It’s been a while since I had a teaching-related rant, but this article helpfully reminded me why I’m in no hurry to go back, despite being currently out of a job.
Any profession where it’s considered unacceptable to be graded “satisfactory” is not a profession I want to work in. And I’d argue it’s a profession that’s in need of a good shakeup.
Where do these rankings come from? OfSTED, or the Office for Standards in Education if you’re unfamiliar and/or foreign. Every so often, a school gets a bunch of inspectors descend upon the place to nose around everything it’s up to. As part of this process, inspectors drop in to a number of lessons for 15-20 minutes and then assign an arbitrary grade to the lesson, branding it anywhere between “Inadequate” (4) and “Outstanding” (1). These grades are also applied to other areas in the school, such as behaviour, “value for money” (i.e. how well the school is budgeting and spending what money it gets from the local authority) and numerous other factors.
Fine. I get the need to inspect places and ensure they’re doing their job. What I don’t get is the inconsistency in OfSTED’s approach. 15-20 minutes observation of one lesson is not enough to understand how well a teacher teaches. That teacher might have the worst class in the world, and may have scored a major victory on that day simply by having them sat down and listening for once. But if the children aren’t deemed to be “learning anything”, then BAM! That’s an “inadequate” mark right there.
Or it might not be — it may well be a “satisfactory” grade, depending on what else happens.
Now, the word “satisfactory” carries certain assumptions with it. Namely, it implies that the person declaring something to be “satisfactory” is somehow satisfied with the thing in question. While something that is “satisfactory” is not the best thing in the world, it’s certainly acceptable and does what it is supposed to.
Not in teaching. “Satisfactory” is somehow seen as a bad thing, despite the standards for branding lessons as “good” or “outstanding” being 1) completely arbitrary and largely down to the opinion of the inspector rather than specific, measurable criteria and 2) extremely difficult to attain, even for the most talented teachers. And if you’re in a difficult school teaching a difficult class, God help you.
New head of OfSTED Sir Michael Wilshaw is aiming to do away with the “satisfactory” branding and replacing it with “grade 3”. Not only that, he’s proposing that automatic pay rises for teachers whose work is considered “satisfactory” should cease, instead being reserved for those graded “good” or better.
This would be fine if the grading of a teacher was based on more than a short, not necessarily representative observation of part of a lesson. Actually, would it? If you’re doing your job, wouldn’t you expect a pay rise every so often? It’s been that way in teaching for some time now, with yearly pay rises for your first few years on the job before you have to go through a procedure known as “Threshold” to get on to the upper pay scale. The demands for meeting Threshold are pretty stringent, so some teachers won’t get through anyway — surely that’s enough control on pay rises?
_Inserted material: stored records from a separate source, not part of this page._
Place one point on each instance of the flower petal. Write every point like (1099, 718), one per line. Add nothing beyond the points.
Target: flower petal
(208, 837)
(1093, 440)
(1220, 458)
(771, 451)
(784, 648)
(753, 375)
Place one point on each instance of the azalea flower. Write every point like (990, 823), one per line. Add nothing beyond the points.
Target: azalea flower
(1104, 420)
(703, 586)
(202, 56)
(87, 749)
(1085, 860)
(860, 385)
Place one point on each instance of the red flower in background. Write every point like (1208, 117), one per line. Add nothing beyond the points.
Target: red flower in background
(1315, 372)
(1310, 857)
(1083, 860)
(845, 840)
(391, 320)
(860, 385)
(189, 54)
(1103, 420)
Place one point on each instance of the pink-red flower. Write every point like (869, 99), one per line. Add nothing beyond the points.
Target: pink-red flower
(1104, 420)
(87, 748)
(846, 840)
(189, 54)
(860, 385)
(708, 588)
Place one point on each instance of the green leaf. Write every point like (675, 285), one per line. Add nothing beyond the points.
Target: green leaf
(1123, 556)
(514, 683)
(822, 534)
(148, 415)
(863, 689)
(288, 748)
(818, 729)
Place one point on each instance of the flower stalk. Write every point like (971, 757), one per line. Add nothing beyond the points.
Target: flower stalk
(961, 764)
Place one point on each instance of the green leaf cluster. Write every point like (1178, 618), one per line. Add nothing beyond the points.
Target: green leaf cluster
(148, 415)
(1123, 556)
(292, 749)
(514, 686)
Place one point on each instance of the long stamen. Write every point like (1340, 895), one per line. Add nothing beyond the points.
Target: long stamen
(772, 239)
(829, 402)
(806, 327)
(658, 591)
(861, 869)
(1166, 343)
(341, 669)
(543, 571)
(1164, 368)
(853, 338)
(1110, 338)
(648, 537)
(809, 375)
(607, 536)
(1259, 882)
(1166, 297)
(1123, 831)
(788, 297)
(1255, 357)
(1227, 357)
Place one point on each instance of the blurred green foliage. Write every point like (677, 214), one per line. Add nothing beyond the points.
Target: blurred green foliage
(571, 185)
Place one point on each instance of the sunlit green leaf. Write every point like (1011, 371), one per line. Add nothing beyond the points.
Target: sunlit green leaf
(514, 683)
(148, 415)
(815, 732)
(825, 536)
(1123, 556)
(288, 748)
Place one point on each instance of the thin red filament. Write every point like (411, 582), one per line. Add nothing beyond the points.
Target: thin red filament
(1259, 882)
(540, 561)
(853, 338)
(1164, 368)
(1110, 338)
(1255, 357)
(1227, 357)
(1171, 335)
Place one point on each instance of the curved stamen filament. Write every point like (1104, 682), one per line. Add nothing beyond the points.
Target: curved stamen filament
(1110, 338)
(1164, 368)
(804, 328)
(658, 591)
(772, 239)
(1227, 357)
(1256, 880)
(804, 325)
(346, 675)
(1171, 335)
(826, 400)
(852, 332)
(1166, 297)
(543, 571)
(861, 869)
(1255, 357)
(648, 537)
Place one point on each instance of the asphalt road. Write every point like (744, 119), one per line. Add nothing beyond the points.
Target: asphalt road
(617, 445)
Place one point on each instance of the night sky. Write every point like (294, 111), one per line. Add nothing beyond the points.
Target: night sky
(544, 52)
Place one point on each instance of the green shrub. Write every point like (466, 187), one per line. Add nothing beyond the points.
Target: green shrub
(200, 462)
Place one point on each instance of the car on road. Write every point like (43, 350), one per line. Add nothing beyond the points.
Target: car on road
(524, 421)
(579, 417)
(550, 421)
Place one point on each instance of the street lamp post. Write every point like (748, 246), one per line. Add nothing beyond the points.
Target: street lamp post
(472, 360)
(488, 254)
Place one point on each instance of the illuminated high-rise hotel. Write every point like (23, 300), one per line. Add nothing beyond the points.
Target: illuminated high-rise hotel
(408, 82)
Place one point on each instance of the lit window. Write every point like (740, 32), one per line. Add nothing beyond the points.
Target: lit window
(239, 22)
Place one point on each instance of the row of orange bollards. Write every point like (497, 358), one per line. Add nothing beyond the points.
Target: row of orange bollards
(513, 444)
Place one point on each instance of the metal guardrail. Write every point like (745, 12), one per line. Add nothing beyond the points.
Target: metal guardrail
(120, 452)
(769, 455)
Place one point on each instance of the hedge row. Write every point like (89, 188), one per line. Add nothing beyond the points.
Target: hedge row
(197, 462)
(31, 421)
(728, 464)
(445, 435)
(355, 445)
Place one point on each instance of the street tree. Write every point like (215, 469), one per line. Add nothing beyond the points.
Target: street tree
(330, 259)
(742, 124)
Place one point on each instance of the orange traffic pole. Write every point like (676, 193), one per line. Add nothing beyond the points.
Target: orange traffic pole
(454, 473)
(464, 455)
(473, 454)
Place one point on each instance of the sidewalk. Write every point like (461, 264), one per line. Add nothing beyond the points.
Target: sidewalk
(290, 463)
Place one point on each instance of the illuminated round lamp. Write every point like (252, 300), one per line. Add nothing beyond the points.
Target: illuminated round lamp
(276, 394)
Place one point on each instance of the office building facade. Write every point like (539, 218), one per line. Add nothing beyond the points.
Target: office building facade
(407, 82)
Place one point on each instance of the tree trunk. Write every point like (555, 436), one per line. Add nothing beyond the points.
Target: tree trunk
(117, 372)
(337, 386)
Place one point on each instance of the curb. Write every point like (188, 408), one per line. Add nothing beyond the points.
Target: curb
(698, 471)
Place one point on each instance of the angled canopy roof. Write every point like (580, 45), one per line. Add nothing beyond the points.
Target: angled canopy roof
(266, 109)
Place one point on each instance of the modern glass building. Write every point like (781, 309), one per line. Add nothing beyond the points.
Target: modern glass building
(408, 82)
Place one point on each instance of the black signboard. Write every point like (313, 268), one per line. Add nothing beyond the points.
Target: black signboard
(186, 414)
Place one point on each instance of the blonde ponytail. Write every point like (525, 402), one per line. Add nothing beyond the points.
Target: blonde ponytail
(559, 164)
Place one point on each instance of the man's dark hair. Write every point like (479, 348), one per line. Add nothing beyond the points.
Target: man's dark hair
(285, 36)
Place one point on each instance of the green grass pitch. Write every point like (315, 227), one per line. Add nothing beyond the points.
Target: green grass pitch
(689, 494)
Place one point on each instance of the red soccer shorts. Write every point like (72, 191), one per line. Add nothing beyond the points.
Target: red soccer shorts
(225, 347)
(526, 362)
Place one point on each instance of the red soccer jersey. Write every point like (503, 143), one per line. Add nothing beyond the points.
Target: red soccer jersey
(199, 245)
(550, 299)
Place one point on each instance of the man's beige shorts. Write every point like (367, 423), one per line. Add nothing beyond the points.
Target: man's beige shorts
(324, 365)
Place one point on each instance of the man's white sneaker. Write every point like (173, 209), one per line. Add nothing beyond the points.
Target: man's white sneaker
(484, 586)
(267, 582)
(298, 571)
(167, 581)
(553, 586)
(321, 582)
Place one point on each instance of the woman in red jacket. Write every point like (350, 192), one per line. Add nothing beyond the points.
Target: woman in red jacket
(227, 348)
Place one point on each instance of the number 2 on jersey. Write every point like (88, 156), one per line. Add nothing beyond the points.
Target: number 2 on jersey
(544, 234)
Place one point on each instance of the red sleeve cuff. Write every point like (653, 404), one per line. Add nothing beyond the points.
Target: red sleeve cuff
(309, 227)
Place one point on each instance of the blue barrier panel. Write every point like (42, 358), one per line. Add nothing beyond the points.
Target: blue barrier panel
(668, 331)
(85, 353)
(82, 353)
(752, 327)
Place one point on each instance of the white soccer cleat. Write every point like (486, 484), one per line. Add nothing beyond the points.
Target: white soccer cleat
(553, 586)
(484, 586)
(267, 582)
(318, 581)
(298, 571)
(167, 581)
(Note: I haven’t been teaching for a while, so pay systems may have changed since then. The above is how I understood it when I was employed by the system.)
Perhaps most obnoxious, however, is Sir Michael’s quote where he noted that “if anyone says to you that ‘staff morale is at an all-time low’ you will know you are doing something right.”
Sorry, Sir Michael, but this is where you lost any credibility with me whatsoever. You should not be actively trying to sap morale — an OfSTED inspection is already an incredibly stressful experience. I know — I’ve been through two, including one whose result caused the school to go in to Special Measures (essentially meaning that it gets re-inspected on a much more regular basis than normal, and is at serious risk of closure). They weren’t pleasant experiences, so to imply that your staff should be encouraging a lack of morale among struggling teachers is pretty shameful.
Teaching is the most stressful job I’ve ever had. It drove me to a nervous breakdown, such was the stress of everything I had to think about at once coupled with torrents of abuse from hormonal, uncooperative teenagers. Sometimes you can use all the “strategies” in the book and nothing works with a difficult class or a particularly uncooperative child. Sometimes the behaviour of a pupil does disrupt the flow of a lesson. Should that be blamed on the teacher if the teacher in question does everything they’re allowed to do to prevent the situation from escalating further? If the teacher in question is having difficulty dealing with particular pupils, should that teacher be supported or vilified?
I think you know the answer to that one.
So in short, then, I’m not sorry I left teaching. And if this is the way that the regulatory body for teaching is going, then I want absolutely no part of it whatsoever. Teaching should be about inspiring children to do great things; to teach them about the world; to encourage them to try new things, and to expand their knowledge of the things they know. It shouldn’t be about meeting arbitrary criteria and being judged by people with no sense of context. And it certainly shouldn’t be about being deliberately demoralised by the people supposedly regulating the profession.
Good luck to anyone entering the educational system at the moment. You’re going to need it, from the sound of things.